Distilleries de l'Indochine (9.000 titres sur 1.000.000). M. Hippolyte Worms en est administrateur.
Société de dragage et de travaux publics (4.000 titres sur 80.000). M. Hippolyte Worms en est administrateur. A toujours refusé de travailler pour les Allemands.
Pour terminer, je mentionne nos intérêts dans quelques sociétés holding :
Société Estrellas Maning. Il s'agit d'une holding canadienne, dont les titres sont très répandus dans le public. Nous possédons trois mille titres sur trois cent mille. M. Barnaud jusqu'à la guerre en a été le président. Notre participation dans cette holding, ne nous donne aucune influence sur aucune entreprise particulière.
Société Nord et Alpes (3.000 titres sur 36.000). Notre influence dans cette société est nulle mais nous sommes ses banquiers et nous y sommes représentés par un administrateur.
Société d'études et d'explorations minières que nous contrôlons en totalité et qui exerce elle-même une influence importante dans certaines de ses participations, notamment la Société des mines de Montmain (teinstein), la Société des mines de Charrier (cuivre) et la Compagnie minière des Vosges, société de recherches non encore entrée en exploitation. Aucune de ces trois sociétés n'a travaillé avec l'occupant malgré les pressions les plus violentes. En ce qui les concerne je m'en rapporte à la note (annexe 4) que j'ai déposée à l'appui de mon interrogatoire du 27 septembre 1944.

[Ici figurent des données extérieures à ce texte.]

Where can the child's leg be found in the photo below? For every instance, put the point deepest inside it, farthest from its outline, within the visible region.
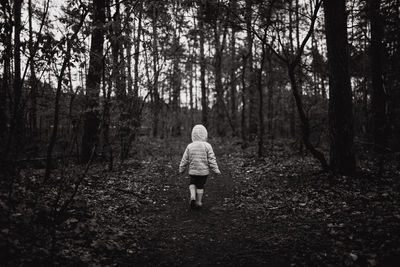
(200, 193)
(200, 190)
(192, 189)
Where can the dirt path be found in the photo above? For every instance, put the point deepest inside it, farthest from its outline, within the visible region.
(217, 235)
(274, 212)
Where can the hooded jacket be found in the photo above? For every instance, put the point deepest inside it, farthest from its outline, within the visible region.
(199, 155)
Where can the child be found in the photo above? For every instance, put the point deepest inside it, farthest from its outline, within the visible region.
(200, 157)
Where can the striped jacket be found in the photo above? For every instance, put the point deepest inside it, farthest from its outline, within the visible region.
(199, 155)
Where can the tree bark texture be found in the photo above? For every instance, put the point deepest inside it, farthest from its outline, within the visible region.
(252, 91)
(378, 100)
(342, 158)
(91, 118)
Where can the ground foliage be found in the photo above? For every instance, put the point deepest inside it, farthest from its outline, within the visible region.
(276, 211)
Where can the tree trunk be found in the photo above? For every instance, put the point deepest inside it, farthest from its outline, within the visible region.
(33, 93)
(342, 158)
(137, 51)
(305, 125)
(91, 115)
(232, 83)
(204, 102)
(252, 91)
(7, 54)
(261, 105)
(64, 66)
(218, 81)
(156, 96)
(244, 105)
(17, 122)
(378, 100)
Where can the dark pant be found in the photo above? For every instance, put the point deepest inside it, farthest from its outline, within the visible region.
(198, 180)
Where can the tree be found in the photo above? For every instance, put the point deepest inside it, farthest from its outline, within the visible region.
(7, 54)
(252, 91)
(91, 115)
(201, 27)
(342, 158)
(378, 94)
(17, 122)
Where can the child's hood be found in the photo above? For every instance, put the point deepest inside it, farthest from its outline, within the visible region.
(199, 133)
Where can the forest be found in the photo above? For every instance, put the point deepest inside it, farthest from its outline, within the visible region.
(301, 100)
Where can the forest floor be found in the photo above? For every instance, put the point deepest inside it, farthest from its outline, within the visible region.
(276, 211)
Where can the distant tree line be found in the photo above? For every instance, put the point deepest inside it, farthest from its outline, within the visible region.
(86, 78)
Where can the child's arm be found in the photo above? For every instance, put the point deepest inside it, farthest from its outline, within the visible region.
(184, 161)
(212, 161)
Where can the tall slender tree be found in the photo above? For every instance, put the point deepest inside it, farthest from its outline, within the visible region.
(342, 158)
(378, 100)
(91, 115)
(204, 100)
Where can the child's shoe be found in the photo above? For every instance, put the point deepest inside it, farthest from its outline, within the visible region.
(192, 204)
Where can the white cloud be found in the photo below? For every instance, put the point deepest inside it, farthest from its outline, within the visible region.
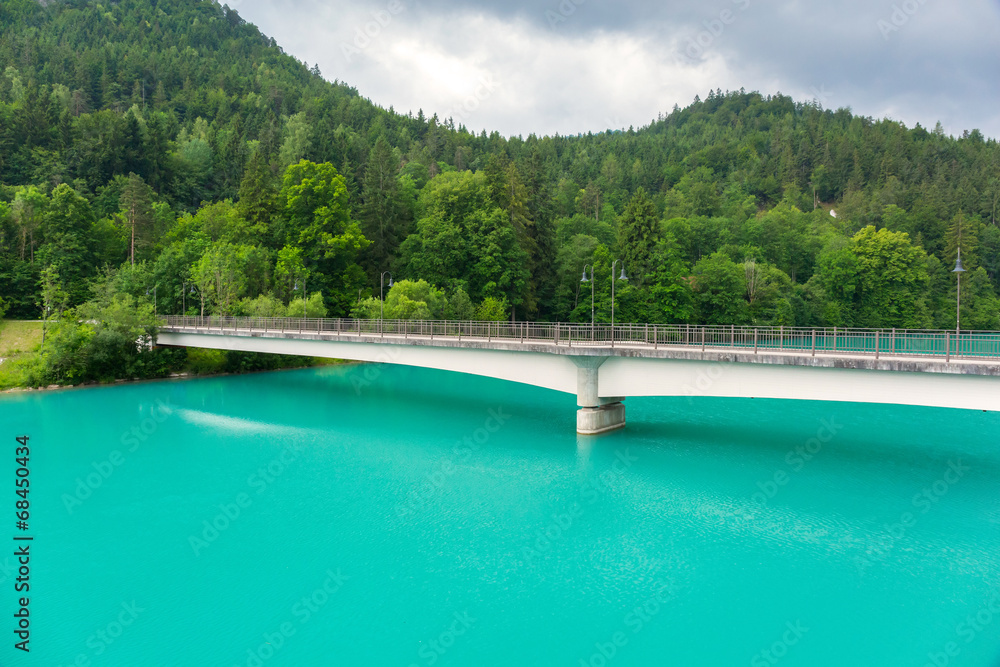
(510, 69)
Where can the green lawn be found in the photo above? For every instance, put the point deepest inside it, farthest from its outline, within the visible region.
(17, 340)
(17, 336)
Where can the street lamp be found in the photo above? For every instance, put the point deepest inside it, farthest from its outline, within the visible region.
(381, 300)
(590, 280)
(959, 269)
(296, 289)
(621, 277)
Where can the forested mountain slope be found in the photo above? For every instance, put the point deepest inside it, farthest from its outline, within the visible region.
(168, 147)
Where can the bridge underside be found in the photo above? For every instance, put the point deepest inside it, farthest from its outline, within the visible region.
(600, 379)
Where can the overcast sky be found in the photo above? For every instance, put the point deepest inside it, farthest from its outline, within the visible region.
(569, 66)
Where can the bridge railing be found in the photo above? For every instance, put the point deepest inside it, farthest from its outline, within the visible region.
(761, 340)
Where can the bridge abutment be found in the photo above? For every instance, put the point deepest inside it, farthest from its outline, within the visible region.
(596, 414)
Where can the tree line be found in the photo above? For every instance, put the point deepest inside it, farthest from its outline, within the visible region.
(169, 150)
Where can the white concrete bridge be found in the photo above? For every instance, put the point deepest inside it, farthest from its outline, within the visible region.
(602, 367)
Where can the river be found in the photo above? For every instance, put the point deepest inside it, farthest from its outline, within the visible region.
(381, 515)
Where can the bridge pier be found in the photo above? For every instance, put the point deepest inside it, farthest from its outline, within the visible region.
(596, 415)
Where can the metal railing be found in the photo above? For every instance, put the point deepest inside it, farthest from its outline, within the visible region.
(971, 345)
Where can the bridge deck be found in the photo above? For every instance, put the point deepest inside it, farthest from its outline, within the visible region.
(889, 351)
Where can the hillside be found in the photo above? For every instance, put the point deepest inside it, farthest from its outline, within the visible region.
(168, 147)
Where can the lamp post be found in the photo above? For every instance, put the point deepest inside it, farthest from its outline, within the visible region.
(296, 289)
(959, 270)
(621, 277)
(381, 300)
(154, 299)
(590, 280)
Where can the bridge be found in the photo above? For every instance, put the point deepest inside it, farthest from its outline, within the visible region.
(602, 365)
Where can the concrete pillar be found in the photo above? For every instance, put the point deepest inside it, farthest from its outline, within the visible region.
(596, 414)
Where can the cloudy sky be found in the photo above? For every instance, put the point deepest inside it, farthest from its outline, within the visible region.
(569, 66)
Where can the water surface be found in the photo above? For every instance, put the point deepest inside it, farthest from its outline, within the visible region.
(379, 515)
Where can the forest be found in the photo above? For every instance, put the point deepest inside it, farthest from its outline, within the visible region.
(165, 157)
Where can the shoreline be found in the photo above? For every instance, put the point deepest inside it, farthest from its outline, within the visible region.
(172, 377)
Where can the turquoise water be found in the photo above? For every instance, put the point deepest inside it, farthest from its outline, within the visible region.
(394, 516)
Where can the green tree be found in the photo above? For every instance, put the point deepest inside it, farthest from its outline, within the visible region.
(317, 218)
(28, 211)
(136, 212)
(382, 214)
(415, 300)
(720, 291)
(637, 230)
(67, 227)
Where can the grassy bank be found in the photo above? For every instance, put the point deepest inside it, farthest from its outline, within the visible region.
(20, 343)
(19, 340)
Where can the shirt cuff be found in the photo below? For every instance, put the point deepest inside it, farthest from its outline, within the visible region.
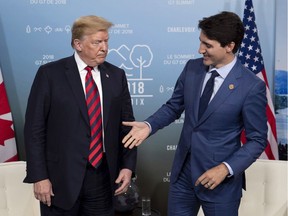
(231, 173)
(148, 126)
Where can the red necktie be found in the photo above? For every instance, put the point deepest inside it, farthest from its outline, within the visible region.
(94, 112)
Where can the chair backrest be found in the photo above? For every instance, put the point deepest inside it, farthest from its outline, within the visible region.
(266, 189)
(16, 197)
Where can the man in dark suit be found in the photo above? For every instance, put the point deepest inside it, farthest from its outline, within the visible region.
(209, 164)
(58, 131)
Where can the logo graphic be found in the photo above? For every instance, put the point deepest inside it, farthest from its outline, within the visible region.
(134, 61)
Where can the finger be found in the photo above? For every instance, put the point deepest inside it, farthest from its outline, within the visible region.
(129, 143)
(124, 140)
(120, 190)
(127, 123)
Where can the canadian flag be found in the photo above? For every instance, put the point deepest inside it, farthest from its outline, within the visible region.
(8, 150)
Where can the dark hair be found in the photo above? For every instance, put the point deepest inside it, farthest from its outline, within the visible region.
(225, 27)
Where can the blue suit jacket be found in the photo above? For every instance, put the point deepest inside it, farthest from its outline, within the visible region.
(239, 104)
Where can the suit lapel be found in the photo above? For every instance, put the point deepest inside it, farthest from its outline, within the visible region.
(106, 93)
(228, 86)
(74, 80)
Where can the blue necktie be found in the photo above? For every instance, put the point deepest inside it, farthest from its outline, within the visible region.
(206, 95)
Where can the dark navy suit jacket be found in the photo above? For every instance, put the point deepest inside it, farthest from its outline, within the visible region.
(239, 104)
(57, 131)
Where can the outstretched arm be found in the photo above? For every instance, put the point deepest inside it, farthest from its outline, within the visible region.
(139, 132)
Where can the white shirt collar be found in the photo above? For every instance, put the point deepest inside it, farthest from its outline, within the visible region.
(224, 71)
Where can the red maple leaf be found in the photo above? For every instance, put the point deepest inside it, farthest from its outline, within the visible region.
(6, 131)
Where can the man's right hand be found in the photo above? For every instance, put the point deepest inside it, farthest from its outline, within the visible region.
(43, 191)
(139, 132)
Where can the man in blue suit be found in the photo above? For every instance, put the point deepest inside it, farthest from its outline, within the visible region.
(208, 169)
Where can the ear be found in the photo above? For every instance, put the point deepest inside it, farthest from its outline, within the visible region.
(77, 45)
(230, 47)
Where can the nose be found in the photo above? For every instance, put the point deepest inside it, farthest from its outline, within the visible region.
(201, 49)
(104, 46)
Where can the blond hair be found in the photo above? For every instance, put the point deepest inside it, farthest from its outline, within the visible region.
(87, 25)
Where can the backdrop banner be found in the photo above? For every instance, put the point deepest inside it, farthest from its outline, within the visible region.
(151, 40)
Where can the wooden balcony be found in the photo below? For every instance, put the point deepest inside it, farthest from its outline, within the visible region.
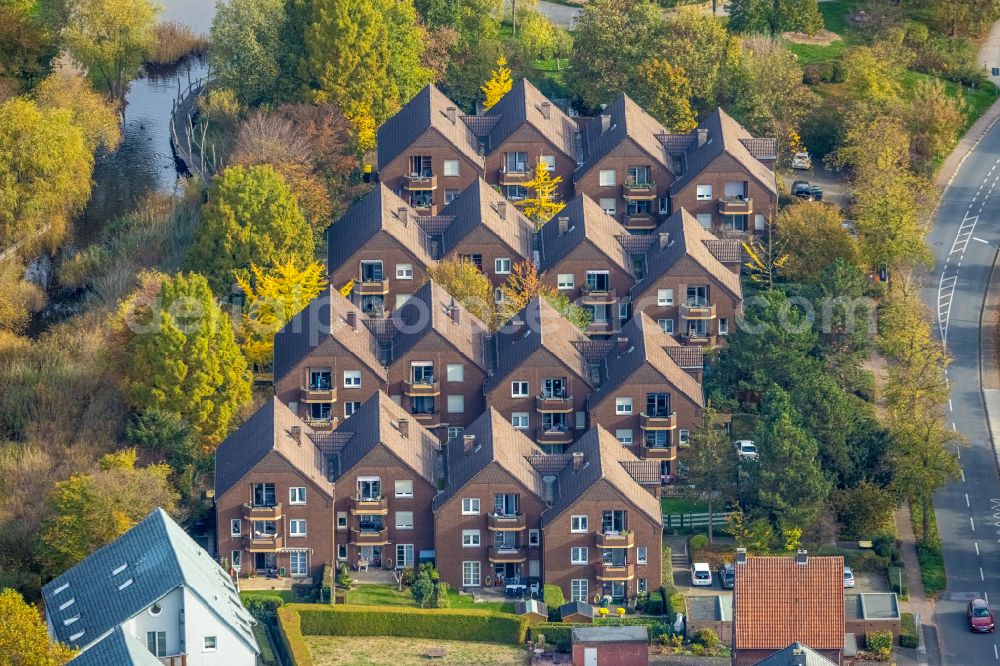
(251, 512)
(553, 405)
(263, 543)
(368, 506)
(507, 555)
(615, 540)
(422, 389)
(647, 422)
(616, 572)
(513, 523)
(419, 183)
(372, 288)
(370, 537)
(735, 206)
(639, 191)
(698, 311)
(309, 395)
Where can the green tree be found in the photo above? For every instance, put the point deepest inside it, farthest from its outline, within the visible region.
(91, 510)
(251, 217)
(24, 638)
(245, 47)
(179, 355)
(111, 38)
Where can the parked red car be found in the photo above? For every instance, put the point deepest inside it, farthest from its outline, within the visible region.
(980, 616)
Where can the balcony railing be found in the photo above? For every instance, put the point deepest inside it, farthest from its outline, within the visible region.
(422, 389)
(251, 512)
(369, 506)
(615, 539)
(311, 395)
(512, 523)
(364, 537)
(616, 571)
(263, 543)
(554, 405)
(658, 421)
(506, 554)
(735, 205)
(706, 311)
(420, 183)
(639, 191)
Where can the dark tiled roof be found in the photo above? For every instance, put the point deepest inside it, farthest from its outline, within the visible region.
(479, 206)
(269, 429)
(428, 110)
(157, 557)
(323, 318)
(379, 210)
(725, 135)
(603, 458)
(586, 222)
(497, 442)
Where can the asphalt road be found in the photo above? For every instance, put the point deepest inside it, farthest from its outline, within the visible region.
(968, 510)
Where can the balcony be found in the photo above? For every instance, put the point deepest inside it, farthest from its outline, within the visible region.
(553, 405)
(513, 523)
(616, 571)
(416, 183)
(422, 389)
(370, 537)
(706, 311)
(251, 512)
(311, 395)
(735, 206)
(615, 539)
(369, 506)
(658, 422)
(639, 191)
(372, 288)
(263, 543)
(506, 554)
(543, 436)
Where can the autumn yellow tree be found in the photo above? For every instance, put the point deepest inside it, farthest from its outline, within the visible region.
(499, 84)
(272, 299)
(543, 200)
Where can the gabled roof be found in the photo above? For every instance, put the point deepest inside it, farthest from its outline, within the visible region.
(325, 317)
(269, 429)
(543, 328)
(429, 109)
(376, 422)
(526, 104)
(603, 458)
(480, 206)
(627, 120)
(725, 135)
(431, 309)
(647, 343)
(498, 443)
(379, 210)
(123, 578)
(587, 221)
(685, 238)
(778, 601)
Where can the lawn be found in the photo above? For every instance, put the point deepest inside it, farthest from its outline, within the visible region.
(361, 650)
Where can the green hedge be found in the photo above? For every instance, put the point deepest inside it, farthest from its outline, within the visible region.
(466, 625)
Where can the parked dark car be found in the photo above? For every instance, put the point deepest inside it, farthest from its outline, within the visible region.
(980, 616)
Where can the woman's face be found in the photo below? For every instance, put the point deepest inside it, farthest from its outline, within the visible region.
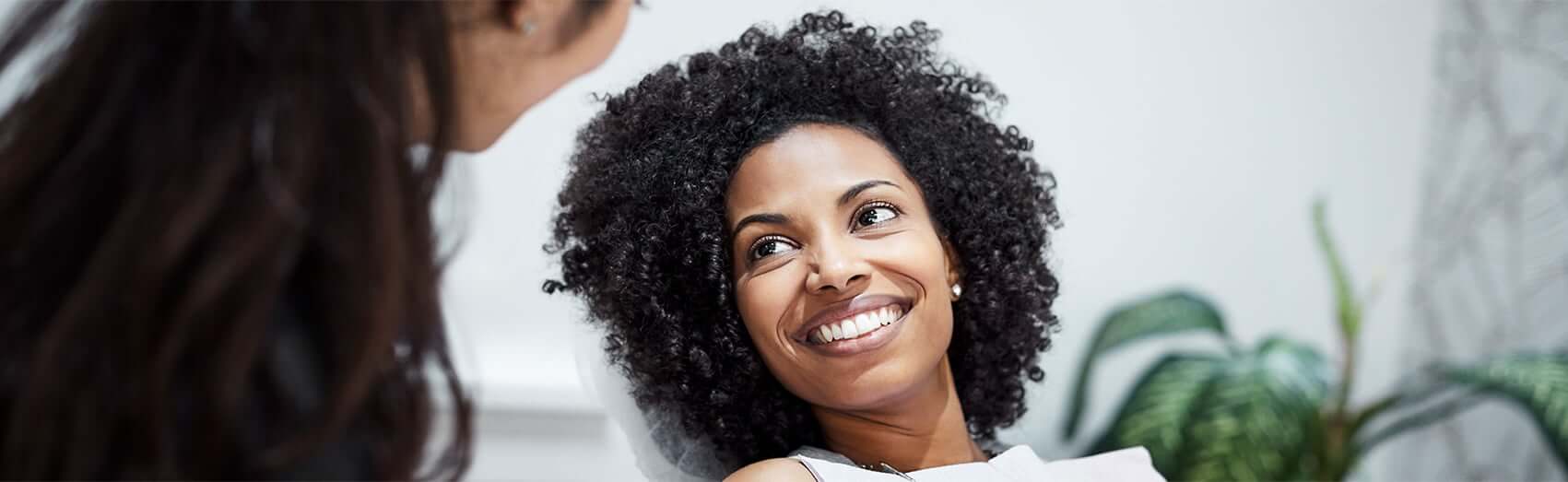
(841, 276)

Les déclarations qui précèdent se réfèrent essentiellement à l'état de nos participations établi à la date du 31 juillet 1942, et qui a été saisi lors de la perquisition opérée le 19 septembre 1944 et placé sous scellé n°huit. Je me réserve le cas échéant de faire des déclarations complémentaires s'il y avait lieu au sujet des modifications qui auraient pu être portées ultérieurement à la consistance de nos participations. Lecture faite, persiste et signe.